Nuclear dihydroxyacetone phosphate signals nutrient sufficiency and cell cycle phase to global histone acetylation
- Nat Metab. 2021 Jun;3(6):859-875. doi: 10.1038/s42255-021-00405-8.
- 1. Obstetrics & Gynecology Hospital of Fudan University, State Key Laboratory of Genetic Engineering, Shanghai Key Laboratory of Metabolic Remodeling, School of Life Sciences and Institutes of Biomedical Sciences, Shanghai, China.
- 2. NHC Key Laboratory of Reproduction Regulation (Shanghai Institute of Planned Parenthood Research), Institute of Metabolism and Integrative Biology and Children's Hospital of Fudan University, Shanghai, China.
- 3. Department of Chemistry, Fudan University, Shanghai, China.
- 4. The Fifth People's Hospital of Shanghai, Fudan University, Shanghai, China.
- 5. Key Laboratory for Tibet Plateau Phytochemistry of Qinghai Province, College of Pharmacy, Qinghai University for Nationalities, Xining, China.
- 6. Obstetrics & Gynecology Hospital of Fudan University, State Key Laboratory of Genetic Engineering, Shanghai Key Laboratory of Metabolic Remodeling, School of Life Sciences and Institutes of Biomedical Sciences, Shanghai, China. [email protected].
- 7. NHC Key Laboratory of Reproduction Regulation (Shanghai Institute of Planned Parenthood Research), Institute of Metabolism and Integrative Biology and Children's Hospital of Fudan University, Shanghai, China. [email protected].
- 8. The Fifth People's Hospital of Shanghai, Fudan University, Shanghai, China. [email protected].
- 9. Obstetrics & Gynecology Hospital of Fudan University, State Key Laboratory of Genetic Engineering, Shanghai Key Laboratory of Metabolic Remodeling, School of Life Sciences and Institutes of Biomedical Sciences, Shanghai, China. [email protected].

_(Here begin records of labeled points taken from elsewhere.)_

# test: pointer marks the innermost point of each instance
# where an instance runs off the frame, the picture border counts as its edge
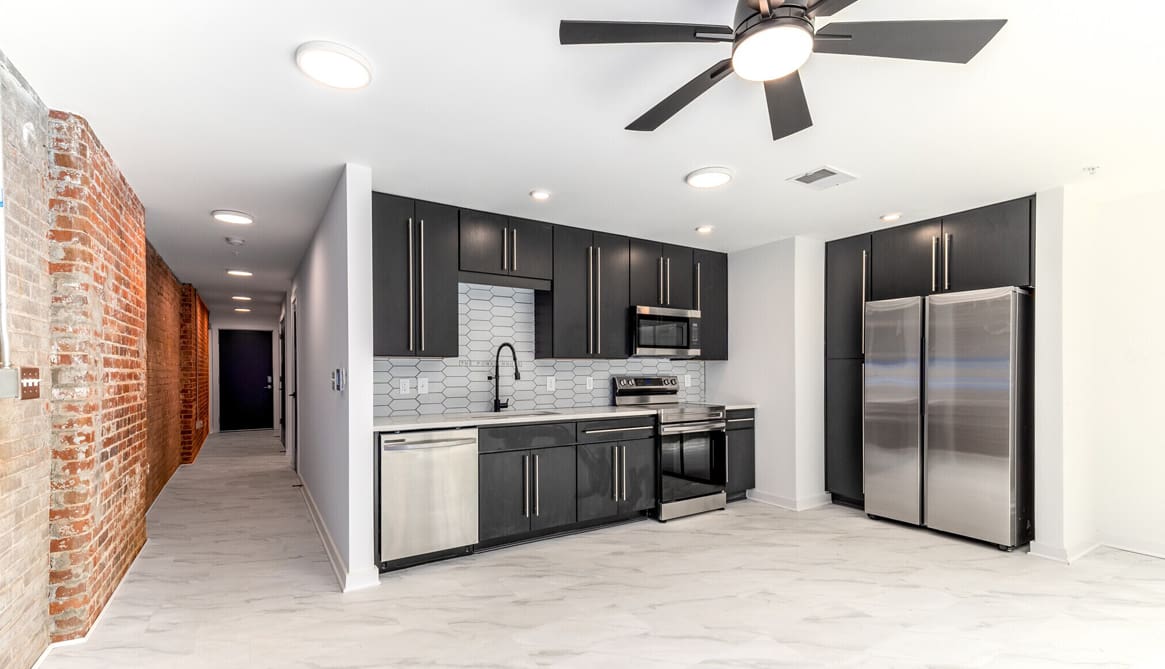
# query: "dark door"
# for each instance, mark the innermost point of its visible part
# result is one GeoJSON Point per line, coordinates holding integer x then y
{"type": "Point", "coordinates": [531, 248]}
{"type": "Point", "coordinates": [553, 478]}
{"type": "Point", "coordinates": [502, 495]}
{"type": "Point", "coordinates": [597, 478]}
{"type": "Point", "coordinates": [437, 294]}
{"type": "Point", "coordinates": [394, 275]}
{"type": "Point", "coordinates": [573, 279]}
{"type": "Point", "coordinates": [613, 336]}
{"type": "Point", "coordinates": [485, 243]}
{"type": "Point", "coordinates": [989, 247]}
{"type": "Point", "coordinates": [645, 265]}
{"type": "Point", "coordinates": [844, 428]}
{"type": "Point", "coordinates": [245, 380]}
{"type": "Point", "coordinates": [845, 262]}
{"type": "Point", "coordinates": [639, 472]}
{"type": "Point", "coordinates": [677, 287]}
{"type": "Point", "coordinates": [905, 260]}
{"type": "Point", "coordinates": [711, 283]}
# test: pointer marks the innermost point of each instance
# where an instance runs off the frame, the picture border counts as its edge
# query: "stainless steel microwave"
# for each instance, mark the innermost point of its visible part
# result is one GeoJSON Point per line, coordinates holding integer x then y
{"type": "Point", "coordinates": [663, 332]}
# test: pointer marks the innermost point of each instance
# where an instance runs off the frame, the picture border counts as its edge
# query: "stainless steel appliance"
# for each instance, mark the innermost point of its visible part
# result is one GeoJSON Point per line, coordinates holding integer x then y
{"type": "Point", "coordinates": [428, 488]}
{"type": "Point", "coordinates": [664, 332]}
{"type": "Point", "coordinates": [947, 413]}
{"type": "Point", "coordinates": [691, 445]}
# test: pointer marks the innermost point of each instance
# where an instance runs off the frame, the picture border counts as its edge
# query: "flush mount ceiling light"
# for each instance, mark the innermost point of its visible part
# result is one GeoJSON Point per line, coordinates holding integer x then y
{"type": "Point", "coordinates": [232, 217]}
{"type": "Point", "coordinates": [708, 177]}
{"type": "Point", "coordinates": [333, 64]}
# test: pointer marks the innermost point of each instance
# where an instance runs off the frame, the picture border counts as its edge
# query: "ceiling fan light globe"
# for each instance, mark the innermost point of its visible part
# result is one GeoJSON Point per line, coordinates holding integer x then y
{"type": "Point", "coordinates": [772, 51]}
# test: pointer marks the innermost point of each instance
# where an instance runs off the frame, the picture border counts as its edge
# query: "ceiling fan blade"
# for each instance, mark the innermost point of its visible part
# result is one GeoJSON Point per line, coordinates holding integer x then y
{"type": "Point", "coordinates": [788, 107]}
{"type": "Point", "coordinates": [941, 41]}
{"type": "Point", "coordinates": [828, 7]}
{"type": "Point", "coordinates": [672, 104]}
{"type": "Point", "coordinates": [629, 33]}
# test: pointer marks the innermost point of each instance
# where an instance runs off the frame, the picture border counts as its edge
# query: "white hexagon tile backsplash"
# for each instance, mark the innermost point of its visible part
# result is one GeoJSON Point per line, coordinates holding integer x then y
{"type": "Point", "coordinates": [488, 316]}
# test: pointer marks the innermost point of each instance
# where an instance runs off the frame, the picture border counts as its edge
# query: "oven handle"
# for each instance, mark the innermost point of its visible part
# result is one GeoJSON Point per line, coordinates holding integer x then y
{"type": "Point", "coordinates": [689, 428]}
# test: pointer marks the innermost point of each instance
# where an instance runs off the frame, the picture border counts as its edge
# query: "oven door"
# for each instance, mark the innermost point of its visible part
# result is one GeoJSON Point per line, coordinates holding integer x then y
{"type": "Point", "coordinates": [692, 460]}
{"type": "Point", "coordinates": [666, 332]}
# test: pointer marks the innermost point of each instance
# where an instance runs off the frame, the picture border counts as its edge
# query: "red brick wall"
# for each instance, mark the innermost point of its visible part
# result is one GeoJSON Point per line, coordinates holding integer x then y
{"type": "Point", "coordinates": [164, 315]}
{"type": "Point", "coordinates": [97, 246]}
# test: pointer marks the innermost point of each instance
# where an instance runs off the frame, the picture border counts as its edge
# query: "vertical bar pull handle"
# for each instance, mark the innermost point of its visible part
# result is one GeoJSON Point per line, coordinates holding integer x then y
{"type": "Point", "coordinates": [412, 294]}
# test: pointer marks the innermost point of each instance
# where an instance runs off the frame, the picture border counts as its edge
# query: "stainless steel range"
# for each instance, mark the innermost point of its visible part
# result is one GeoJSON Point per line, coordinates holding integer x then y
{"type": "Point", "coordinates": [691, 445]}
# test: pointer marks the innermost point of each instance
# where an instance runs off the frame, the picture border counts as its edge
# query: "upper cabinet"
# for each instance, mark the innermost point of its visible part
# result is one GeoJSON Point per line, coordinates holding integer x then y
{"type": "Point", "coordinates": [661, 275]}
{"type": "Point", "coordinates": [415, 295]}
{"type": "Point", "coordinates": [711, 282]}
{"type": "Point", "coordinates": [494, 244]}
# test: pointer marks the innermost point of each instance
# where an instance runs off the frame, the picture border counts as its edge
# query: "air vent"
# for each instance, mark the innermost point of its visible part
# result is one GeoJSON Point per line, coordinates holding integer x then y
{"type": "Point", "coordinates": [823, 177]}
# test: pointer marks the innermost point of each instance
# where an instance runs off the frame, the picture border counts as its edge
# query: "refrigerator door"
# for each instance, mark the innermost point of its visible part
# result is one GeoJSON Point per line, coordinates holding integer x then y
{"type": "Point", "coordinates": [891, 409]}
{"type": "Point", "coordinates": [972, 354]}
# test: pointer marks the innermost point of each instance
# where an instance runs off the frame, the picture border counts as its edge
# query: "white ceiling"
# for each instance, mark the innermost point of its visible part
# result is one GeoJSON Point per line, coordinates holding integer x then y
{"type": "Point", "coordinates": [477, 104]}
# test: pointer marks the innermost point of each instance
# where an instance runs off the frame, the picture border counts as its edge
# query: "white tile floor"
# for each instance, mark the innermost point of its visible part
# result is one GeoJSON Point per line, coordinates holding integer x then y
{"type": "Point", "coordinates": [234, 576]}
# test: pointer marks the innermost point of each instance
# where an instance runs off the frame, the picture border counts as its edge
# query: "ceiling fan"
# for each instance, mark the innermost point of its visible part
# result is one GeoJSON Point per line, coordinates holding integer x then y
{"type": "Point", "coordinates": [772, 39]}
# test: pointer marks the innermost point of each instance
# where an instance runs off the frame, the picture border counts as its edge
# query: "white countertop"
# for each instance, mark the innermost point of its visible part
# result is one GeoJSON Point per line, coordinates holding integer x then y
{"type": "Point", "coordinates": [489, 420]}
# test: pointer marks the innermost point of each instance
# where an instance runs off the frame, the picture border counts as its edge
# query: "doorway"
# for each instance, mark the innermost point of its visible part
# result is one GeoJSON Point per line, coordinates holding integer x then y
{"type": "Point", "coordinates": [246, 400]}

- 10. NHC Key Laboratory of Reproduction Regulation (Shanghai Institute of Planned Parenthood Research), Institute of Metabolism and Integrative Biology and Children's Hospital of Fudan University, Shanghai, China. [email protected].
- 11. Key Laboratory for Tibet Plateau Phytochemistry of Qinghai Province, College of Pharmacy, Qinghai University for Nationalities, Xining, China. [email protected].
- 12. Collaborative Innovation Center for Biotherapy, West China Hospital, Sichuan University, Chengdu, China. [email protected].
- # Contributed equally.
Global histone acetylation varies with changes in the nutrient and cell cycle phases; however, the mechanisms connecting these variations are not fully understood. Herein, we report that nutrient-related and cell-cycle-regulated nuclear acetate regulates global histone acetylation. Histone deacetylation-generated acetate accumulates in the nucleus and induces histone hyperacetylation. The nuclear acetate levels were controlled by glycolytic enzyme triosephosphate isomerase 1 (TPI1). Cyclin-dependent kinase 2 (CDK2), which is phosphorylated and activated by nutrient-activated mTORC1, phosphorylates TPI1 Ser 117 and promotes nuclear translocation of TPI1, decreases nuclear dihydroxyacetone phosphate (DHAP) and induces nuclear acetate accumulation because DHAP scavenges acetate via the formation of 1-acetyl-DHAP. CDK2 accumulates in the cytosol during the late G1/S phases. Inactivation or blockade of nuclear translocation of TPI1 abrogates nutrient-dependent and cell-cycle-dependent global histone acetylation, chromatin condensation, gene transcription and DNA replication. These results identify the mechanism of maintaining global histone acetylation by nutrient and cell cycle signals.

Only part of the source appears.